House of Pancakes (1997)

Director: Onur Tukel

Writer: Onur Tukel

Composer: ???

Starring: Erik Frey, Kristin Miani, David Wade, Nat Taylor, Kirk Wilson, Larry Pallatta, Portia Thomas, Jenny Morris, Kenneth Lentz, Diane Eidmann

More info: IMDb

Tagline: A dramatically comical romantic horror film.

Plot: Joey's first date with Dailey is a candlelit dinner at his house he shares with three roommates and nothing goes well.



My rating: 6.5/10

Will I watch it again?  No.

Most first dates don't end with a dead body.  That's a better tagline than what they went with.  This is not a horror movie in the slightest unless you classify horror as something that goes horribly wrong.  This picture is directly influenced by CLERKS (1994) and PULP FICTION (1994).  If you're more than just familiar with those two films then you will recognize characters, situations, dialogue and an overall vibe to certain moments. Now, despite all of that, writer/director Tukel (who will later go on to make DING-A-LING-LESS (2001) and BLACK MAGIC FOR WHITE BOYS (2017)) does a great job.  It's a good first movie.  I'm impressed.  Probably because it's a first film, it's got issues that keep it from being an excellent first film.  It relies way too much on the influences of Smith & Tarantino.  But this is from '97 and how many of us saw those movies back then and didn't get inspired?
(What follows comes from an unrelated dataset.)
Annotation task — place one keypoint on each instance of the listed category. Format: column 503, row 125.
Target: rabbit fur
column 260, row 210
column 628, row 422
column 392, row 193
I can't fault Tukel much for that because he not only made a movie but he kept the filmmaking ball rolling for twenty more years with an additional ten movies under his belt.  The picture is often funny so until someone started killing someone else, this played out as a comedy much like CLERKS (plus it's in B&W).  It's only in the last twenty minutes that shit gets more serious but it still hangs onto the humor.  Again, I fail to see how this even touches on horror.  Anyway, since the film relies so much on humor, the picture has a tough time transitioning into the seriousness of murder and it doesn't work well enough.  Well, it doesn't if they were going for hard drama.  Maybe the intention was to keep it light.  There's a stretch in the last act where it feels like it could go either way but then it's still suffering from not committing to one or the other.  The performances are good but keeping the camera on the actors for too long has the characters overstaying their welcome (like when Koto shows up at the door and won't shut up).  It probably sounds like I didn't dig the picture but I really did and I would definitely recommend this to Kevin Smith fans and anyone else interested in a good, independent, low budget comedy that's heavy on dialogue but has likeable characters.